Fed-DPRoC Compression Ratio Effects on Accuracy and Throughput in Large-Scale Federated Learning

Submitted: 1 June 2026
Review score: 9.00/10
Verification: L2, Source-grounded claims
Quality tier: DOI grade
Verified claims: 4

Abstract

Abstract: This report synthesises findings from 13 peer-reviewed papers addressing the following research question: What is the impact of varying the compression ratio in Fed-DPRoC's Johnson-Lindenstrauss-based mechanism on model accuracy and throughput in federated learning with large-scale multimodal datasets. Federated learning (FL) is a machine learning setting where many clients (e.g., mobile devices or whole organizations) collaboratively train a model under the orchestration of a central server (e.g., service provider), while keeping the training data decentralized. FL embodies. 4 claims were extracted from source literature; 4 were independently verified against retrieved documents. An automated multi-reviewer quality assessment produced a score of 9.0/10. This report is a machine-generated literature synthesis and does not constitute original research.

Research Question

What is the impact of varying the compression ratio in Fed-DPRoC's Johnson-Lindenstrauss-based mechanism on model accuracy and throughput in federated learning with large-scale multimodal datasets like ImageNet?

Verification Level

Paper levelL2, Source-grounded claims
Source-grounded claims4
Claim record sourcenot publicly specified

Descriptive public verification status only; aggregate claim counts are public, but individual claim records are not exposed here.

Quality Tier

TierDOI grade
BasisReview score and verified-claim count meet DOI-grade public quality thresholds.

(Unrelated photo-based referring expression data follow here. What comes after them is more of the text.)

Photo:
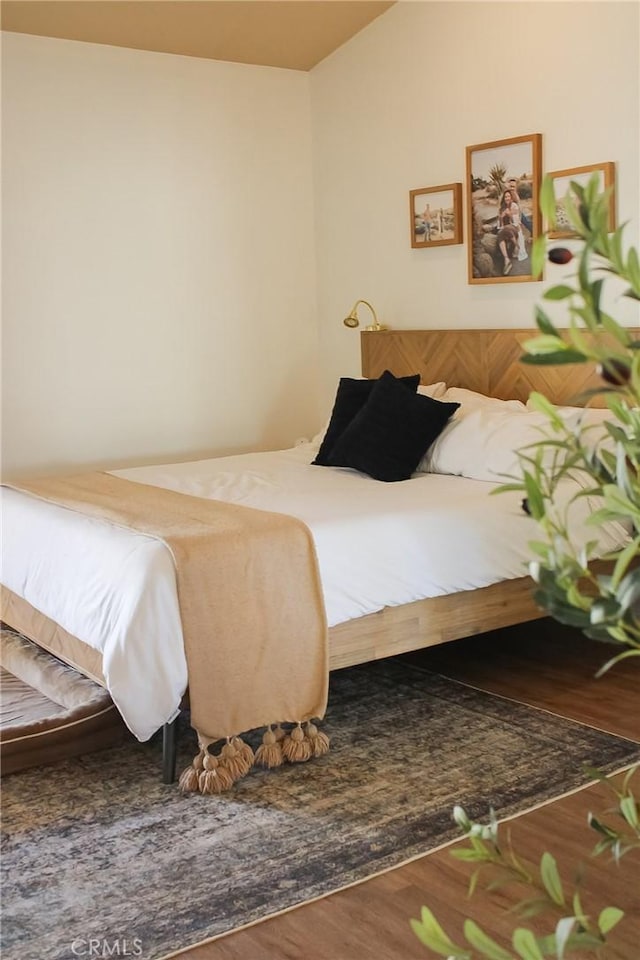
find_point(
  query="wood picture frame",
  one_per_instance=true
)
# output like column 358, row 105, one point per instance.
column 503, row 213
column 561, row 181
column 436, row 215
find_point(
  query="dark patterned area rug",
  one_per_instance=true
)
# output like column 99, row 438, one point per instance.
column 98, row 851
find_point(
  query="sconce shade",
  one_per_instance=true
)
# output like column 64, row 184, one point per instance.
column 351, row 320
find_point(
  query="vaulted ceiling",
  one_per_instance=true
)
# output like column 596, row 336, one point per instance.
column 296, row 34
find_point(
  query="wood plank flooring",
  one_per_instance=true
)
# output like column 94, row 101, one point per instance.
column 540, row 663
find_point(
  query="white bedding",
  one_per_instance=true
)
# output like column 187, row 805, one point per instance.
column 378, row 544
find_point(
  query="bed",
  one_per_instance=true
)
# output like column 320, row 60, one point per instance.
column 370, row 614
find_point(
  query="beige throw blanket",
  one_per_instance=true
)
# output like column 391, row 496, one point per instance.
column 251, row 603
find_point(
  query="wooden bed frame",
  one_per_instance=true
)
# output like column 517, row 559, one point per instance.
column 487, row 361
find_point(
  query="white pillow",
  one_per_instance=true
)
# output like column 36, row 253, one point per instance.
column 591, row 421
column 482, row 444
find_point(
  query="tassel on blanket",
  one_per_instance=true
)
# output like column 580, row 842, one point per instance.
column 236, row 757
column 245, row 750
column 296, row 747
column 214, row 778
column 319, row 741
column 189, row 777
column 269, row 753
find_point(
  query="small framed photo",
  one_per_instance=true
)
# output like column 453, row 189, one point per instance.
column 582, row 175
column 503, row 215
column 436, row 215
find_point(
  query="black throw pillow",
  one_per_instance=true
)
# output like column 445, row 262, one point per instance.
column 350, row 399
column 392, row 432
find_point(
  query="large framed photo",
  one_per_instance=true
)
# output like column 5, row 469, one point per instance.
column 561, row 181
column 436, row 215
column 503, row 215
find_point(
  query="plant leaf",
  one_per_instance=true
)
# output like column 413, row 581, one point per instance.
column 430, row 933
column 608, row 919
column 526, row 945
column 564, row 929
column 551, row 878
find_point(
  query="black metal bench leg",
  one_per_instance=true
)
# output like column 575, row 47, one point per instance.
column 169, row 737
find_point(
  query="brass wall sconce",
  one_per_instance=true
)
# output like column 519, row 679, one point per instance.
column 353, row 321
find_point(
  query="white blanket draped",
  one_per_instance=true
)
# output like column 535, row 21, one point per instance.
column 378, row 544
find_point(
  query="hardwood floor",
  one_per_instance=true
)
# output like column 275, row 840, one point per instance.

Descriptive public triage only; this tier does not alter current publication or DOI behavior.

Quality Dimensions

Evidence strength MEDIUM
Citation grounding MEDIUM
Uncertainty disclosure MEDIUM
Reproducibility status MEDIUM

Automated triage signals derived from public fields; not human peer review or independent validation.

Correction Record

StatusCURRENT
Correction count0
Manifest contractpaper-manifest-v1.1
Correction contractcorrection-record-v1

Public corrections are additive records. Current status does not claim the synthesis is error-free.

Provenance

PublisherAssignee Research
Public provenanceL3, Claim aggregate record
Report artifactAvailable
External recordNot registered
Claim lineage4 aggregate source-grounded claims
Review methodAutomated multi-reviewer assessment
Quality guideHow to read scores, claims, manifests, and evidence links
Provenance contractsource-provenance-v1
NoteMachine-generated synthesis of existing literature. Not primary research.